Sequential allocation of vaccine to control an infectious disease.

The problem of optimally allocating a limited supply of vaccine to control a communicable disease has broad applications in public health and has received renewed attention during the COVID-19 pandemic. This allocation problem is highly complex and nonlinear. Decision makers need a practical, accurate, and interpretable method to guide vaccine allocation. In this paper we develop simple analytical conditions that can guide the allocation of vaccines over time. We consider four objectives: minimize new infections, minimize deaths, minimize life years lost, or minimize quality-adjusted life years lost due to death. We consider an SIR model with interacting population groups.
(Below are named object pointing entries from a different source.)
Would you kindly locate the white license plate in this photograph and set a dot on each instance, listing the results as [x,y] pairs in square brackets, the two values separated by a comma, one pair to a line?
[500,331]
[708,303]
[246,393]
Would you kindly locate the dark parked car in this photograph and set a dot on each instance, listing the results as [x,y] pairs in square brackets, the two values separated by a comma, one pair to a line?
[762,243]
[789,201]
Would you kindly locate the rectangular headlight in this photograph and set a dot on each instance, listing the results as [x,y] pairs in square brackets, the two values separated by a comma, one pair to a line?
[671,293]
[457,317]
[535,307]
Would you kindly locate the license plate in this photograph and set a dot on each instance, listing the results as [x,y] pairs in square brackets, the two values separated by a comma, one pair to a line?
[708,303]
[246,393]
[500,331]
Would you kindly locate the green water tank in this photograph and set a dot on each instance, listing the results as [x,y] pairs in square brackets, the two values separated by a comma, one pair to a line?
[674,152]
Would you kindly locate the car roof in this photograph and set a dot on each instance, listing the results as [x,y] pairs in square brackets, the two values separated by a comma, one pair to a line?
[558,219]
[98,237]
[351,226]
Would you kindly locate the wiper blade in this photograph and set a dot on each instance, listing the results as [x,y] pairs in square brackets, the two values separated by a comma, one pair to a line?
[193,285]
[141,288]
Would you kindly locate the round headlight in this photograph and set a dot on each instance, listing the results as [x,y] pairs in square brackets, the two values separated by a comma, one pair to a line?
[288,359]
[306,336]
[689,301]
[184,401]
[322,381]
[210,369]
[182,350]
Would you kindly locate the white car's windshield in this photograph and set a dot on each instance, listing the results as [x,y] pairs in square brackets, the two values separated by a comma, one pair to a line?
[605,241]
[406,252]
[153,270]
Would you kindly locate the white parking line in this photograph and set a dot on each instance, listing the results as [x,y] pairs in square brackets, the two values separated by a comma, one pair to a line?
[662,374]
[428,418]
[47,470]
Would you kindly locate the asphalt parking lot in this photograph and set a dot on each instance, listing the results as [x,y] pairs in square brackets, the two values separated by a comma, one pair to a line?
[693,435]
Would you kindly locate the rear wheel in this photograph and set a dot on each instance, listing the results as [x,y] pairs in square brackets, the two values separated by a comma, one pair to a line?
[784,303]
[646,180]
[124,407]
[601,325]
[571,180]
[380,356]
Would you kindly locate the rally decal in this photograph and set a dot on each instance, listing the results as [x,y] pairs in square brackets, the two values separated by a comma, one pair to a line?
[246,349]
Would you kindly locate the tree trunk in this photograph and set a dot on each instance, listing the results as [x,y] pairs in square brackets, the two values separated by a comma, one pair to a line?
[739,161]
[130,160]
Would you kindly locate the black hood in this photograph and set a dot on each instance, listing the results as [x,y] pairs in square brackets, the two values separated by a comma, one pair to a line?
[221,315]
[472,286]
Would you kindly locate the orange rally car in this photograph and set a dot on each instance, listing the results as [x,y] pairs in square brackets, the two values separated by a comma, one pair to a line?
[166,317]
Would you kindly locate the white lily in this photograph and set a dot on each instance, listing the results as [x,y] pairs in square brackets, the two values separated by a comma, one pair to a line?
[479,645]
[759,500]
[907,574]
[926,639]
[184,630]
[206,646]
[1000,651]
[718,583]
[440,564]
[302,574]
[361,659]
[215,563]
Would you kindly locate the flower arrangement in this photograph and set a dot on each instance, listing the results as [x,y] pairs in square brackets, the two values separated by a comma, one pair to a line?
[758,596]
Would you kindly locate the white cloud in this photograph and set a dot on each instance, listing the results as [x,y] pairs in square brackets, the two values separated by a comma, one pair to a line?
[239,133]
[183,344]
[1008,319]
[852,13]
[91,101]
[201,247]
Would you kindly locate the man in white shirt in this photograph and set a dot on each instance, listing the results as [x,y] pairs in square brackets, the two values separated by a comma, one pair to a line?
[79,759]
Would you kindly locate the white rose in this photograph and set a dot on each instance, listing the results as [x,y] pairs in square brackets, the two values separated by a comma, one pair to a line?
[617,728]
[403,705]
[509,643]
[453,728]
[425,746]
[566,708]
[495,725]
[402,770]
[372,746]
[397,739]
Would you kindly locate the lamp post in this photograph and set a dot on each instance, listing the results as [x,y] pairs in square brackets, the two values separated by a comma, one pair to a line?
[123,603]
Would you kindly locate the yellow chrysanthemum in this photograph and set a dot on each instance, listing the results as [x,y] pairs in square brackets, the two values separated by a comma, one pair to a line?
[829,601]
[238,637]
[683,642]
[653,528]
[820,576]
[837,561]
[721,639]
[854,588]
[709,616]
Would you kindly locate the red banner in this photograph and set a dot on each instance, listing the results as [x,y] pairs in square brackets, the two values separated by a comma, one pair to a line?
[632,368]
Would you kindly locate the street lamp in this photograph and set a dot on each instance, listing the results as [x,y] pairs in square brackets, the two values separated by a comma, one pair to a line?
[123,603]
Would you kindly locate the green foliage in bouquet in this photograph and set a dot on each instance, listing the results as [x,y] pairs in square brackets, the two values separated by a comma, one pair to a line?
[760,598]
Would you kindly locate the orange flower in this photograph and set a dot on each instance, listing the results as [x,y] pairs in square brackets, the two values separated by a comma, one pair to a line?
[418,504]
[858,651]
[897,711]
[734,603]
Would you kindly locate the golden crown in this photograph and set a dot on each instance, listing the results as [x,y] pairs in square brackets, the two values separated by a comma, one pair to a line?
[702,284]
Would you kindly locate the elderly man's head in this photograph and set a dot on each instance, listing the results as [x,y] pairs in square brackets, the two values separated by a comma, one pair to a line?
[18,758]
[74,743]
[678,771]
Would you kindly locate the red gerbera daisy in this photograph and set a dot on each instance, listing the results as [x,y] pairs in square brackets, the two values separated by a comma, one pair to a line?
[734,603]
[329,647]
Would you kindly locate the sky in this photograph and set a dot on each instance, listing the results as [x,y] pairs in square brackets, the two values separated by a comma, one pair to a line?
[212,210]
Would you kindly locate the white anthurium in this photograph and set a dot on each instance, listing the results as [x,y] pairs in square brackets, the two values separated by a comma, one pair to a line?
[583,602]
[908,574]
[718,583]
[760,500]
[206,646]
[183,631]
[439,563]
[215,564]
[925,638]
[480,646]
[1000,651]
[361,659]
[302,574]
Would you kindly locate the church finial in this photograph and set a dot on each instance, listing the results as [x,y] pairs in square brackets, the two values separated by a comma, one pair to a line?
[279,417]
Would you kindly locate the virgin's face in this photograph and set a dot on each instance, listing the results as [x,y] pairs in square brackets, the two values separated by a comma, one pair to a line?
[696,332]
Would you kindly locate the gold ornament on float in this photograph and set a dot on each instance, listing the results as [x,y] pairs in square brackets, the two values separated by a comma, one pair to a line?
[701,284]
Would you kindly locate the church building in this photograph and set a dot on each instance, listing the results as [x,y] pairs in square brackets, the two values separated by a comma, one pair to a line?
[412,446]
We approximate the model using Taylor series expansions, and develop simple analytical conditions characterizing the optimal solution to the resulting problem for a single time period. We develop a solution approach in which we allocate vaccines using the analytical conditions in each time period based on the state of the epidemic at the start of the time period. We illustrate our method with an example of COVID-19 vaccination, calibrated to epidemic data from New York State. Using numerical simulations, we show that our method achieves near-optimal results over a wide range of vaccination scenarios. Our method provides a practical, intuitive, and accurate tool for decision makers as they allocate limited vaccines over time, and highlights the need for more interpretable models over complicated black box models to aid in decision making.